Django Blog Archive

Red Hat SELinux policy for mod_wsgi

Using SELinux, you can safely grant a process only the permissions it needs to perform its function, and no more. Linux distributions provide policies to enforce these limits on most software they package, but many aren't covered. We've made allowances for mod_wsgi on RHEL and CentOS 5 by extending Apache httpd's SELinux policy.

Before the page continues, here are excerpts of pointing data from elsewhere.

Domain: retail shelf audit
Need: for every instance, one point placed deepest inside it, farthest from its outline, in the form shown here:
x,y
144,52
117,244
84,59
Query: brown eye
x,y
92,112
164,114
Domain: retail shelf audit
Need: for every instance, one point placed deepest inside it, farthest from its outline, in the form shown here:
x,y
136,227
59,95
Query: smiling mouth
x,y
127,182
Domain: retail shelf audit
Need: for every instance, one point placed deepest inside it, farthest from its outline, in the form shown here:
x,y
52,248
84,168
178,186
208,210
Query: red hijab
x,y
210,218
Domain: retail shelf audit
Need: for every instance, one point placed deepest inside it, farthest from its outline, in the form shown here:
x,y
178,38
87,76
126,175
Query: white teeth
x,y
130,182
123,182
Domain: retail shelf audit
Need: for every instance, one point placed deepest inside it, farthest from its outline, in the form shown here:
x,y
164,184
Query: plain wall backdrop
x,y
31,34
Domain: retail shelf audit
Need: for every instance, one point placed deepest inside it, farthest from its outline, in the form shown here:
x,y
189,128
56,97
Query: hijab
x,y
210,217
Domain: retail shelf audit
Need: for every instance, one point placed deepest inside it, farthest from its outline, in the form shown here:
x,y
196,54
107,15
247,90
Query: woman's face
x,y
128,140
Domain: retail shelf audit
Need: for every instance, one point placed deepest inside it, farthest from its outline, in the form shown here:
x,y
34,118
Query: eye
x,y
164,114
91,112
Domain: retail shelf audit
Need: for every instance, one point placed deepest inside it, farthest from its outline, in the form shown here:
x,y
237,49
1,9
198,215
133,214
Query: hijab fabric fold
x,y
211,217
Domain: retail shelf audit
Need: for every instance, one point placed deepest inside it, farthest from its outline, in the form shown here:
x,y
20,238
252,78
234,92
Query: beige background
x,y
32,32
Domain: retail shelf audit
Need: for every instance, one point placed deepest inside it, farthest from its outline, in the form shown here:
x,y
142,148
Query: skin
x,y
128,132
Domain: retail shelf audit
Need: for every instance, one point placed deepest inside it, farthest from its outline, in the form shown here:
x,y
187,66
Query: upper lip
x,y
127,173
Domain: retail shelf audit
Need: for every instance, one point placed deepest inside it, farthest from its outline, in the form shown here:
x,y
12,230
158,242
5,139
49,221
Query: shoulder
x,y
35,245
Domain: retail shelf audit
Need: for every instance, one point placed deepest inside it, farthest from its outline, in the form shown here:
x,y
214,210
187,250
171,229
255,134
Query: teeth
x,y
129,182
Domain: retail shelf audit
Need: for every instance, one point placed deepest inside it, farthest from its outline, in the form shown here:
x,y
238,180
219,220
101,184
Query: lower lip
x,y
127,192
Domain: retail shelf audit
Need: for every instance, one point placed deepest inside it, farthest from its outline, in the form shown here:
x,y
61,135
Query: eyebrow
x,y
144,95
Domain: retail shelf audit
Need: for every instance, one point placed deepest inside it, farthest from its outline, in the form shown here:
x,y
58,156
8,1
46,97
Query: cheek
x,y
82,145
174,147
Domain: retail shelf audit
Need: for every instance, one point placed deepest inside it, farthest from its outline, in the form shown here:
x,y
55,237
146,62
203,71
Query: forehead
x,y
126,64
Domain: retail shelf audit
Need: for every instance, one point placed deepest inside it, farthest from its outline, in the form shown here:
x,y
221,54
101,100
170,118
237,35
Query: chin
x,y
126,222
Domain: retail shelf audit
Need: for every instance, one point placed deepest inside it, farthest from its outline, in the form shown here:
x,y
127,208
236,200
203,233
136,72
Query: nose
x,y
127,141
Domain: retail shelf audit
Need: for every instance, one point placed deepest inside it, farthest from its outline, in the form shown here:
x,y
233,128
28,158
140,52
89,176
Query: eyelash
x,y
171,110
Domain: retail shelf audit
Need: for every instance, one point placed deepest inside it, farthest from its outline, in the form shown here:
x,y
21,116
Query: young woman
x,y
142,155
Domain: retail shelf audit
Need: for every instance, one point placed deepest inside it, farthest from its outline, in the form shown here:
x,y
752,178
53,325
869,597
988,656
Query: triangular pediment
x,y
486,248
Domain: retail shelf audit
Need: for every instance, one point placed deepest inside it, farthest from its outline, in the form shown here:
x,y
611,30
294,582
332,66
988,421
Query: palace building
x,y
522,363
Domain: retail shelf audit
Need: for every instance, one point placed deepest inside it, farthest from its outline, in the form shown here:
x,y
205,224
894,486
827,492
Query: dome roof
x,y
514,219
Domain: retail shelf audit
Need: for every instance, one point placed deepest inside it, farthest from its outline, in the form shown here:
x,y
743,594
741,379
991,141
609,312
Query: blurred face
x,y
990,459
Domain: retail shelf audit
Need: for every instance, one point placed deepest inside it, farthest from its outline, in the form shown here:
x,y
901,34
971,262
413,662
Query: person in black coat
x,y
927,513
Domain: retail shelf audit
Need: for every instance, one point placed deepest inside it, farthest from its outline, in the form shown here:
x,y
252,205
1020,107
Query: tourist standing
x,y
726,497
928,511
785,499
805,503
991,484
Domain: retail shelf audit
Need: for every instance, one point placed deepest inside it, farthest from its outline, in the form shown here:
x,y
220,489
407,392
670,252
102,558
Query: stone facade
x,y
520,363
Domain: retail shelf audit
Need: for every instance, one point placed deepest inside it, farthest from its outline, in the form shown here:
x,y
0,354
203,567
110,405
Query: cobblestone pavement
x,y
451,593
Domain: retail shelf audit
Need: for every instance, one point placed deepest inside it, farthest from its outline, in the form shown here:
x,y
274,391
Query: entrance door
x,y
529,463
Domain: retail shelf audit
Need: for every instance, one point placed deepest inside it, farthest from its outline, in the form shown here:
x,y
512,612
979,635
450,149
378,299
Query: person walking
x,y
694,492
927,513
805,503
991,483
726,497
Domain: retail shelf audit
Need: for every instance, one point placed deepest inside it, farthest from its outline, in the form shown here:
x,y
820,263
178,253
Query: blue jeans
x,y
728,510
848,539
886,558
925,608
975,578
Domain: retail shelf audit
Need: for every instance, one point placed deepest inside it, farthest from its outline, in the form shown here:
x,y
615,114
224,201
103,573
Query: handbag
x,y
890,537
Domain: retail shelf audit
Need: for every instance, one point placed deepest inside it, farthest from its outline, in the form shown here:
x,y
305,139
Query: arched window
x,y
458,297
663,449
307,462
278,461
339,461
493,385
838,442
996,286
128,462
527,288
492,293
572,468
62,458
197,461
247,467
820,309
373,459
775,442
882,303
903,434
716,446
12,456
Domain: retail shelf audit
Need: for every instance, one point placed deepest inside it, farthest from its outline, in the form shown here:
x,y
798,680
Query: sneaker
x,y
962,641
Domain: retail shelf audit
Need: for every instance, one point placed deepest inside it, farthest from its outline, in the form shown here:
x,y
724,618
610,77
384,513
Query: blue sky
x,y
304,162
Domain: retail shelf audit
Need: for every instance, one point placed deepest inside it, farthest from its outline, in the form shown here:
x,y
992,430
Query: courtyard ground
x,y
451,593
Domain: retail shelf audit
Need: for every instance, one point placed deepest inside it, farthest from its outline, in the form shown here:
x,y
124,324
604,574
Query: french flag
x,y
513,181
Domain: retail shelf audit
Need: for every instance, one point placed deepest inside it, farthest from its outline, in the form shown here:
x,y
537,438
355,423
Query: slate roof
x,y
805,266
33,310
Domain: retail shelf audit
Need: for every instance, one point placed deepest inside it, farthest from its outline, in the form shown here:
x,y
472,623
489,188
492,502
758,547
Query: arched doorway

It seems the SELinux policy for Apache httpd is twice as large as any other package's. The folks at Red Hat have put a lot of work into making sure that attackers who manage to exploit httpd can't break out to the rest of your system, while still allowing the flexibility to serve most applications. Consult the httpd_selinux man page if messages in audit.log coincide with your error.

File Contexts

If you've created files and/or directories in /etc/httpd, make sure they have the proper file contexts so the daemon can read them:

  # restorecon -vR /etc/httpd

httpd can only serve files with an explicitly allowed file context. Configure the context of files and directories within your production code base using the semanage command:

  # semanage fcontext --add --ftype -- --type httpd_sys_content_t "/home/projectname/live(/.*)?"
  # semanage fcontext --add --ftype -d --type httpd_sys_content_t "/home/projectname/live(/.*)?"
  # restorecon -vR /home/projectname/live

View file contexts with ls -Z. Changes should be generally accomplished with semanage and restorecon -vR.

Booleans

The httpd policy provides several boolean options for easy run-time configuration:

  • httpd_can_network_connect - Allows httpd to make network connections, including the local ones you'll be making to a database
  • httpd_enable_homedirs - Allows httpd to access /home/

Booleans are persistently set using the setsebool command with the -P flag:

  # setsebool -P httpd_can_network_connect on

WSGI Socket

When running in daemon mode, httpd and the mod_wsgi daemon communicate via a UNIX socket file. This should usually have a context of httpd_var_run_t. The standard Red Hat SELinux policy includes an entry for /var/run/wsgi.* to use this context, so it makes sense to put the socket there using the WSGISocketPrefix directive within your httpd configuration:

  WSGISocketPrefix run/wsgi

(Note that run/wsgi translates to /etc/httpd/run/wsgi which is symlinked to /var/run/wsgi.)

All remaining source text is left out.